Zhengyuan Zhang, University of California, Berkeley


John Weisweiler, Ludwig Maximilian University of Munich


Zhengyuan Zhang, University of California, Berkeley


The last decade or so has witnessed a proliferation of scholarship on comparative pre-modern empires. Thanks to this, an increasing number of ancient historians have grown accustomed to studying the Graeco-Roman world with other pre-modern empires in mind as reference points. As they do so, they begin to realize that certain phenomena once considered to characterize the world they study are in fact features shared by many other pre-modern empires.

Despite its fruitful results, the current comparative scholarship has not yet fully realized the considerable potentials of this approach. Many comparative volumes have contented themselves with bringing specialists of different empires to write a chapter on their respective area, without trying to engage them in real work of comparison. Moreover, thanks to these comparative volumes as well as the numerous handbooks and companions, the Graeco-Roman world has come to be relative well-explained to outsiders of the field. The same cannot be said for many other pre-modern empires, such as those of early China.
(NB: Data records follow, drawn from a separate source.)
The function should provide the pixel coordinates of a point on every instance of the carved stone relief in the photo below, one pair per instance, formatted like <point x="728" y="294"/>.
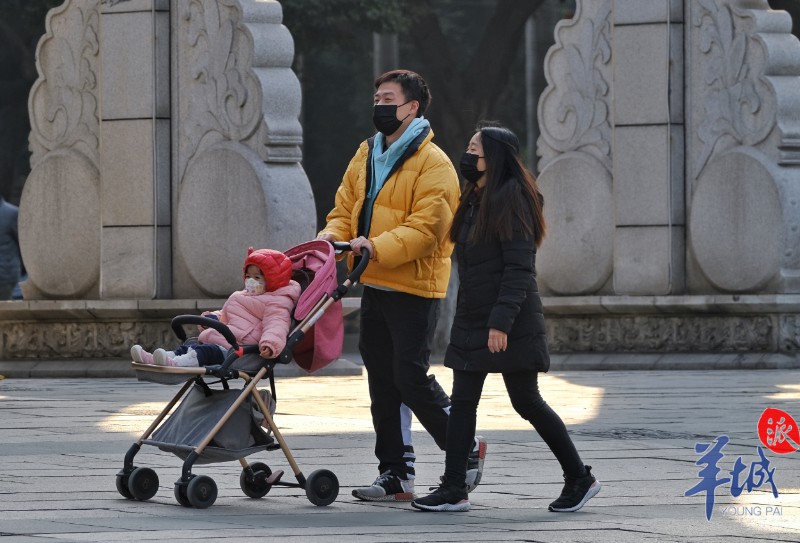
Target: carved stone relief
<point x="61" y="197"/>
<point x="743" y="225"/>
<point x="64" y="340"/>
<point x="650" y="334"/>
<point x="237" y="176"/>
<point x="575" y="151"/>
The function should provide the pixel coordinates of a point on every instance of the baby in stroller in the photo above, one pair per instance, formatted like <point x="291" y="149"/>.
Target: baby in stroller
<point x="260" y="314"/>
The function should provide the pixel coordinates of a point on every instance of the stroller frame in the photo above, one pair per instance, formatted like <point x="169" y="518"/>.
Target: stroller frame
<point x="257" y="479"/>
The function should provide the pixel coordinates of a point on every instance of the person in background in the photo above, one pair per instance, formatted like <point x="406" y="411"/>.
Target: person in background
<point x="499" y="325"/>
<point x="10" y="260"/>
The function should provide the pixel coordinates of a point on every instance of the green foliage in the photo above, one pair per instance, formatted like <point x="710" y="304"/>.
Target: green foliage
<point x="318" y="24"/>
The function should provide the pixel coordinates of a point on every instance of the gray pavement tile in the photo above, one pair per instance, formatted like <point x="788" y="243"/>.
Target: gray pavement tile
<point x="62" y="442"/>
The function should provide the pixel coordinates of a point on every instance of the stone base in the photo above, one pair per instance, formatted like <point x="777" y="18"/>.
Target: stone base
<point x="674" y="324"/>
<point x="749" y="330"/>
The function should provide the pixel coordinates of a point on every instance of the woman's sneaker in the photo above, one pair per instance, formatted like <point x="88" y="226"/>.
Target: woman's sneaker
<point x="577" y="491"/>
<point x="139" y="355"/>
<point x="387" y="488"/>
<point x="444" y="498"/>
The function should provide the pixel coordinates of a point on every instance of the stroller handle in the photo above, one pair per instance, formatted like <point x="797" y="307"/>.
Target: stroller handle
<point x="361" y="262"/>
<point x="180" y="320"/>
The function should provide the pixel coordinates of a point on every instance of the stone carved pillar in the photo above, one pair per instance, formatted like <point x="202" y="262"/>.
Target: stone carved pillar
<point x="237" y="180"/>
<point x="165" y="141"/>
<point x="576" y="160"/>
<point x="648" y="148"/>
<point x="61" y="199"/>
<point x="632" y="209"/>
<point x="135" y="149"/>
<point x="743" y="180"/>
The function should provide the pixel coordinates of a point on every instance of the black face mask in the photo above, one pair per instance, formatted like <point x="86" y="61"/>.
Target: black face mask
<point x="384" y="117"/>
<point x="469" y="167"/>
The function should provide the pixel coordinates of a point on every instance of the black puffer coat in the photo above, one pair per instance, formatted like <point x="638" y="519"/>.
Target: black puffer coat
<point x="497" y="290"/>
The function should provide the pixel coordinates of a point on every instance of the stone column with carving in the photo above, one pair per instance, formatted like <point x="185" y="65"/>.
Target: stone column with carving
<point x="743" y="180"/>
<point x="237" y="179"/>
<point x="166" y="141"/>
<point x="670" y="146"/>
<point x="60" y="210"/>
<point x="135" y="149"/>
<point x="648" y="148"/>
<point x="576" y="156"/>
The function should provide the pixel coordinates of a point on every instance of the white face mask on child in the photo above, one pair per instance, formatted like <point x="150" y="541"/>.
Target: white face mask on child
<point x="254" y="286"/>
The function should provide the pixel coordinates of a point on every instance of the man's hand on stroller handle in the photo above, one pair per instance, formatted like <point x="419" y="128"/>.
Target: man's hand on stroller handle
<point x="360" y="243"/>
<point x="356" y="245"/>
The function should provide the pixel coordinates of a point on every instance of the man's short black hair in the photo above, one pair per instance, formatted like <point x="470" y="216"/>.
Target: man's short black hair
<point x="414" y="87"/>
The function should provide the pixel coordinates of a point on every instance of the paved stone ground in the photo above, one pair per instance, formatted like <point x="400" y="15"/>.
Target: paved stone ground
<point x="63" y="440"/>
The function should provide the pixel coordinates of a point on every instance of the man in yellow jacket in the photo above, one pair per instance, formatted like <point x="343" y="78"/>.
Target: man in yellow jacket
<point x="397" y="200"/>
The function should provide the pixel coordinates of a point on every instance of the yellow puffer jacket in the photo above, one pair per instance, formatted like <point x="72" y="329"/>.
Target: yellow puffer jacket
<point x="411" y="218"/>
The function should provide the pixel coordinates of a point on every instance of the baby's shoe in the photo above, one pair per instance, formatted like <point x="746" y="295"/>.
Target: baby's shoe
<point x="138" y="354"/>
<point x="163" y="357"/>
<point x="187" y="360"/>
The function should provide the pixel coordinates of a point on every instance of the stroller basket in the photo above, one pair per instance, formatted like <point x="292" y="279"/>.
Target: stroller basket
<point x="196" y="416"/>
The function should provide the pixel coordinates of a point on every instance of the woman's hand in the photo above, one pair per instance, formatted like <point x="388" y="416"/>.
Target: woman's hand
<point x="498" y="341"/>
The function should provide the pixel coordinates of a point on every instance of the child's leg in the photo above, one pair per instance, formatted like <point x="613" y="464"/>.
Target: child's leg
<point x="163" y="357"/>
<point x="209" y="354"/>
<point x="138" y="354"/>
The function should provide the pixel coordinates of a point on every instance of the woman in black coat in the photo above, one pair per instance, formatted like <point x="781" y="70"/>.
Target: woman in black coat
<point x="499" y="326"/>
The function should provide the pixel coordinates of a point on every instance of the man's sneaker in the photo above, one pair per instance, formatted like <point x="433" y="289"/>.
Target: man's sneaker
<point x="475" y="463"/>
<point x="387" y="488"/>
<point x="577" y="491"/>
<point x="444" y="498"/>
<point x="138" y="354"/>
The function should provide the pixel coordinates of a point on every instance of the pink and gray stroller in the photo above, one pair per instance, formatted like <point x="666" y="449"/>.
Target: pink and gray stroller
<point x="216" y="423"/>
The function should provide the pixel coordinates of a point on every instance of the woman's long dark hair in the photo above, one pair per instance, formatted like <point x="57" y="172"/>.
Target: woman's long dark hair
<point x="510" y="200"/>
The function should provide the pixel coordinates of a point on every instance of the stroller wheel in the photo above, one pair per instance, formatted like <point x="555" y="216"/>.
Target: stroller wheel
<point x="122" y="485"/>
<point x="143" y="483"/>
<point x="202" y="492"/>
<point x="256" y="486"/>
<point x="180" y="492"/>
<point x="322" y="487"/>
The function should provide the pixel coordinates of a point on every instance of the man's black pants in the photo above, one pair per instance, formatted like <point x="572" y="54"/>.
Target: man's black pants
<point x="395" y="342"/>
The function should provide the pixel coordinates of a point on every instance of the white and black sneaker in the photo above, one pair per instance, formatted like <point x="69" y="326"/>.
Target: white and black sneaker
<point x="387" y="488"/>
<point x="577" y="491"/>
<point x="444" y="498"/>
<point x="475" y="463"/>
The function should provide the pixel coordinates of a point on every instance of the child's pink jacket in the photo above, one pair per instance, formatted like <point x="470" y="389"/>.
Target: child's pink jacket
<point x="262" y="319"/>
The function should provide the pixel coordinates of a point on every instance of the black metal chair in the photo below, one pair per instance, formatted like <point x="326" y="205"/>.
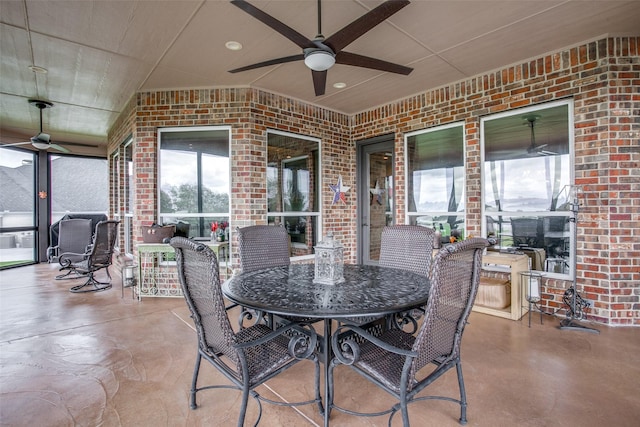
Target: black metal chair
<point x="264" y="246"/>
<point x="393" y="361"/>
<point x="74" y="235"/>
<point x="98" y="256"/>
<point x="527" y="232"/>
<point x="407" y="247"/>
<point x="248" y="357"/>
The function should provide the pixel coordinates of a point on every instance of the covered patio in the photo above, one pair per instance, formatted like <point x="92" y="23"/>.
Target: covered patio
<point x="99" y="359"/>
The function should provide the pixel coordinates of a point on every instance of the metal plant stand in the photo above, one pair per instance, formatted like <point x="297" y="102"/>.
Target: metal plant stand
<point x="575" y="303"/>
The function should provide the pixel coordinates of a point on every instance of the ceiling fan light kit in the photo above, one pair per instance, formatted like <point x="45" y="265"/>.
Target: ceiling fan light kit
<point x="319" y="60"/>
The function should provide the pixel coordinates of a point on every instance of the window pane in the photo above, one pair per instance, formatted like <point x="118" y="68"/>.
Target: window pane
<point x="527" y="175"/>
<point x="71" y="173"/>
<point x="292" y="189"/>
<point x="17" y="197"/>
<point x="436" y="180"/>
<point x="17" y="207"/>
<point x="194" y="177"/>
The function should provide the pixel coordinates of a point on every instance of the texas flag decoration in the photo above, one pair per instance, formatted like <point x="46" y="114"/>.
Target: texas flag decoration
<point x="376" y="193"/>
<point x="339" y="191"/>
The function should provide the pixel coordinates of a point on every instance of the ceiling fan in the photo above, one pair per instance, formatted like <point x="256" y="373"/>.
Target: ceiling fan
<point x="320" y="54"/>
<point x="533" y="149"/>
<point x="42" y="141"/>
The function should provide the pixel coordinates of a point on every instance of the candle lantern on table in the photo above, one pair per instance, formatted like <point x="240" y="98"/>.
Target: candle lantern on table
<point x="329" y="262"/>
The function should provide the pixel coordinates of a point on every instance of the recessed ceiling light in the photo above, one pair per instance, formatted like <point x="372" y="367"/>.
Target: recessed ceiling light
<point x="37" y="69"/>
<point x="231" y="45"/>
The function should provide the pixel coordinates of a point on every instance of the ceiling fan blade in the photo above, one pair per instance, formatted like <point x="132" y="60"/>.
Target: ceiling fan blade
<point x="272" y="22"/>
<point x="319" y="81"/>
<point x="284" y="60"/>
<point x="77" y="144"/>
<point x="59" y="148"/>
<point x="356" y="60"/>
<point x="16" y="143"/>
<point x="366" y="22"/>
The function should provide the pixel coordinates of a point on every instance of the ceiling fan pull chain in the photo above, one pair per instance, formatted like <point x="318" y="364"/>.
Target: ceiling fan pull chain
<point x="319" y="19"/>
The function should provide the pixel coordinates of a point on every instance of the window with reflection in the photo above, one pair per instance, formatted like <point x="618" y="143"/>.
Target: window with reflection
<point x="436" y="180"/>
<point x="125" y="174"/>
<point x="194" y="179"/>
<point x="293" y="188"/>
<point x="526" y="169"/>
<point x="18" y="228"/>
<point x="65" y="171"/>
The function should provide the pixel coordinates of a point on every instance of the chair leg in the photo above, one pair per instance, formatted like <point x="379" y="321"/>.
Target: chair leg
<point x="243" y="407"/>
<point x="95" y="285"/>
<point x="463" y="394"/>
<point x="194" y="381"/>
<point x="404" y="409"/>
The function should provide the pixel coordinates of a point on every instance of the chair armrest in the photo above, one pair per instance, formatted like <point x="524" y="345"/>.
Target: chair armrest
<point x="52" y="252"/>
<point x="347" y="351"/>
<point x="64" y="261"/>
<point x="302" y="339"/>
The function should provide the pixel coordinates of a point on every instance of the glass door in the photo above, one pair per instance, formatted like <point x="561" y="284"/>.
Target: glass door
<point x="375" y="195"/>
<point x="18" y="229"/>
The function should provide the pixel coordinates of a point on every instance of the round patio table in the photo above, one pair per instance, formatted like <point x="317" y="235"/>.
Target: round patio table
<point x="290" y="291"/>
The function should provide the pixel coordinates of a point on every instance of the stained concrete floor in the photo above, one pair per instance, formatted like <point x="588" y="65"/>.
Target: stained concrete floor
<point x="102" y="360"/>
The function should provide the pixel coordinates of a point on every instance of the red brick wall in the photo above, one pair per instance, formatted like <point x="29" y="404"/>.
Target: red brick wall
<point x="602" y="78"/>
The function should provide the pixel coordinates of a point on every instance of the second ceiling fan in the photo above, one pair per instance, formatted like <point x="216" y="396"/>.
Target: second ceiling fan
<point x="320" y="54"/>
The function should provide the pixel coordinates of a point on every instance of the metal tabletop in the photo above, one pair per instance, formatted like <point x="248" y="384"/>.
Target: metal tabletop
<point x="367" y="290"/>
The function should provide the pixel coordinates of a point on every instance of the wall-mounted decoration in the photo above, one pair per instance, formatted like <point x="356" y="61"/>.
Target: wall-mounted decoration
<point x="376" y="193"/>
<point x="339" y="191"/>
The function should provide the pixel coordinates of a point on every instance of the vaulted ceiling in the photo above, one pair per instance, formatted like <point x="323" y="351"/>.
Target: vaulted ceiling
<point x="98" y="53"/>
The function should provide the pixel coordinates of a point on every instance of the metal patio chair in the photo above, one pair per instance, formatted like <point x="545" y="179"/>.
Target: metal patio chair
<point x="98" y="256"/>
<point x="248" y="357"/>
<point x="407" y="247"/>
<point x="394" y="360"/>
<point x="264" y="246"/>
<point x="74" y="235"/>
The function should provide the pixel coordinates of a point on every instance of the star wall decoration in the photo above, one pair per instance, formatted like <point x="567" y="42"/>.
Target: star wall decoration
<point x="339" y="191"/>
<point x="376" y="193"/>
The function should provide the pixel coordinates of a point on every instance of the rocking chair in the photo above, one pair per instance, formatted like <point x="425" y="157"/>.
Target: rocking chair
<point x="97" y="257"/>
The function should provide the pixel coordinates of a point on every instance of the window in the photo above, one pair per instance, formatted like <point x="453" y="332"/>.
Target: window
<point x="194" y="176"/>
<point x="436" y="180"/>
<point x="124" y="191"/>
<point x="72" y="173"/>
<point x="17" y="207"/>
<point x="527" y="173"/>
<point x="293" y="188"/>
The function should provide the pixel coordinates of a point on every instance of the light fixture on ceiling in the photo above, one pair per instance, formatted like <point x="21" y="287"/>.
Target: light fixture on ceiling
<point x="38" y="70"/>
<point x="232" y="45"/>
<point x="319" y="60"/>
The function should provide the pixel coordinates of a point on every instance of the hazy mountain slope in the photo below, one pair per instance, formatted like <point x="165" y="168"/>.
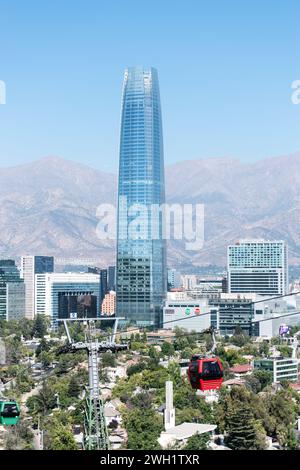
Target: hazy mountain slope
<point x="49" y="206"/>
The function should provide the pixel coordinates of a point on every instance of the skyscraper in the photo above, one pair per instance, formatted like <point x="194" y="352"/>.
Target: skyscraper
<point x="141" y="256"/>
<point x="258" y="266"/>
<point x="30" y="266"/>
The continuous discovery of massive quantities of bamboo and wooden slips in the past fifty years has revolutionized our understanding of every aspect of Chinese history for the period 300 BC–AD 300. The significance of these discoveries is far from being fully appreciated even by specialists, and still less by outsiders. This makes it all the more pressing to bring specialists of early China into dialogue with their counterparts of the Graeco-Roman world, and indeed those of other ancient empires as well.

This panel brings four historians of the Graeco-Roman world and three historians of early China into conversation. All of them have received training in both fields.